HD4 - Ransomware Study Report (HJR 64, 2020)

Executive Summary:

Ransomware is a type of malicious software that infects a system or device and denies the owner or administrator access until a ransom is paid. Infections typically occur via phishing emails, poorly-secured network and services or vulnerabilities in infected websites.

Ransomware can be devastating to an organization, and government entities are frequent targets. Recovery after a successful ransomware attack can be a difficult process. The services of a data recovery specialist may be needed. Even when victims pay to recover their files, there is no guarantee that they will recover their files and avoid further problems. Although the financial costs of ransomware are often significant, direct costs alone are not the extent of the risk – loss of data, organizational trust and credibility can occur.

Key takeaways and recommendations

Improve cybersecurity programs to target the reduction of ransomware risk. The data and analysis indicates that work needs to be done both at the state and local levels to reach program maturity levels to avoid and mitigate the effects of infection.

Establish reporting requirements and accountability for the effectiveness of information security programs for all government entities. The data collected shows an extremely concerning lack of maturity in cybersecurity programs in localities and other organizations. The dramatic increase in ransomware infections at the local and school level reflect the large number of insufficient security programs. The analysis of the data indicates that cybersecurity programs and the resources needed to address deficiencies in those programs are not prioritized.

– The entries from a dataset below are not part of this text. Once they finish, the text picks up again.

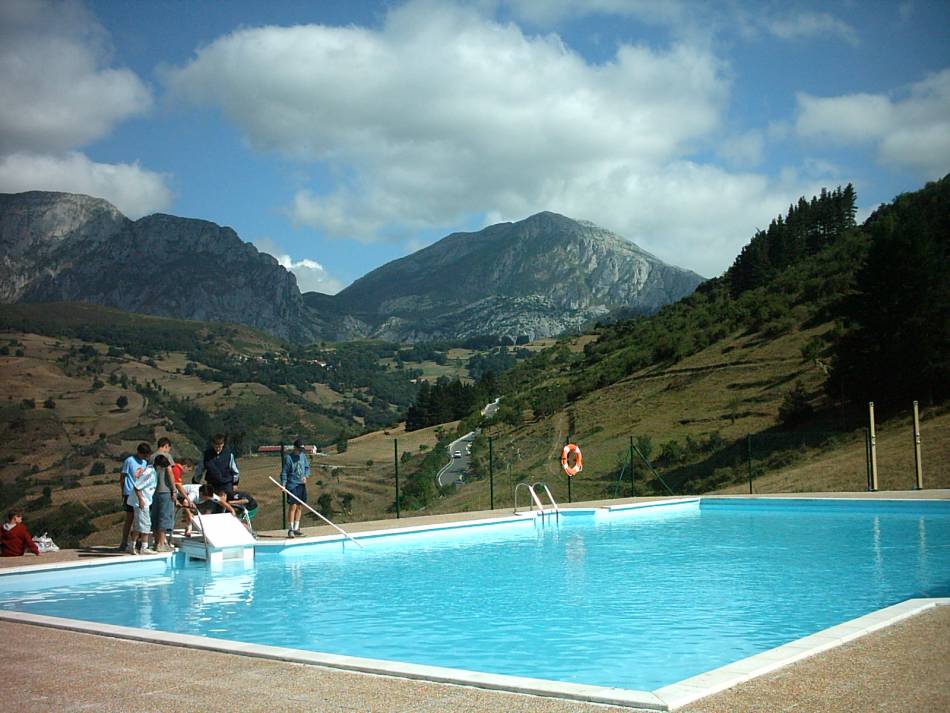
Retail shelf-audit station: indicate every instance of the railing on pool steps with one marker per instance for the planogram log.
(535, 498)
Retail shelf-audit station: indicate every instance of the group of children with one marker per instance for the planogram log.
(153, 488)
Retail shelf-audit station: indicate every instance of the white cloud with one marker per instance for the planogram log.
(311, 275)
(745, 149)
(443, 113)
(57, 91)
(688, 214)
(130, 188)
(912, 131)
(548, 12)
(60, 93)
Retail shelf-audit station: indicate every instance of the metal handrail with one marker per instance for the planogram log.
(536, 499)
(534, 496)
(557, 510)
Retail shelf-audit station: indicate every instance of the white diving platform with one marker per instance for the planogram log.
(224, 538)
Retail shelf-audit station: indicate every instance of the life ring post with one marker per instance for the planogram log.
(578, 466)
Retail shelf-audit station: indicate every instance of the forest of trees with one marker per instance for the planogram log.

Establish formal security incident reporting requirements for all government entities. In order to understand and identify how to respond to security incidents it is necessary to know that incidents are occurring. Requiring the reporting of security incidents will help to identify what steps are necessary to mitigate cyber threats such as ransomware.

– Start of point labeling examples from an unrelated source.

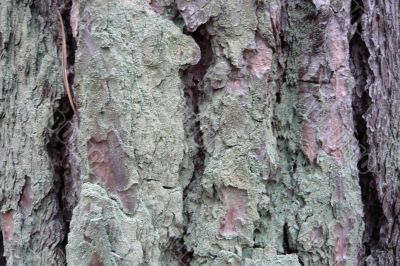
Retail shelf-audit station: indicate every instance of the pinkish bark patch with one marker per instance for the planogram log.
(342, 246)
(333, 136)
(106, 159)
(309, 140)
(258, 60)
(25, 202)
(96, 260)
(235, 200)
(8, 225)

Increase cybersecurity resources (human and financial). Unsurprisingly, the biggest challenge for organizations is funding and personnel for preparedness and response. Introducing options for cost-sharing services and funding to implement security programs is essential. If possible, tying funding to maturity, sustainment of a program, and reporting to an independent party would help the programs progress. For several years now, Commonwealth policymakers have recognized the challenge of growing and developing Virginia’s cybersecurity workforce. This year, the Governor’s introduced budget adds three security positions at VITA to support state cybersecurity, two security incident personnel and a cloud security architect. Efforts to increase the number and capabilities of cybersecurity personnel must continue, and state and local government must be able to hire and retain capable and qualified personnel.

Establish a designated body to handle cybersecurity incident reports for all government entities. When an organization is compromised the Commonwealth is often not informed about the event. This results in the state not being aware of the impact to critical infrastructure, state technology or other connected systems associated with a compromise. Establishing a reporting body will allow stakeholders to have insight about incidents involving government systems and improve the incident response outcome.

Increase cybersecurity training for all personnel. It is essential to establish a culture of cybersecurity and preparedness. Doing so will drive awareness of foundational cybersecurity concepts, common cyber threats, and how to respond appropriately, suspicious activity. Training that is reinforced frequently and engages personnel on an ongoing basis is effective at developing a culture of cybersecurity awareness. For example, a program that simulates phishing and tests employee responses regularly will be more effective than a once-a-year webinar.

Invest in current, manageable cybersecurity technology and practices. Achieving and maintaining current technology is an ongoing challenge for state and local government, but key security measures and technology are critical in preventing and responding to ransomware. Continuous network monitoring, regular vulnerability assessments, tested backups, and good authentication and permissions practices contribute to a strong cybersecurity program. In this complex, interconnected age, cybersecurity cannot be achieved by simply installing anti-malware software.

Improve the sharing of information and resources available to localities. Local governments and school systems need assistance when preparing and responding to ransomware. Providing them information on state, federal and industry resources available can ease the burden and improve security. Educating local governments and school systems will provide knowledge necessary to prevent attacks as well as shorten the time frame for recovery if compromised. State and local governments can make a more secure environment by working together.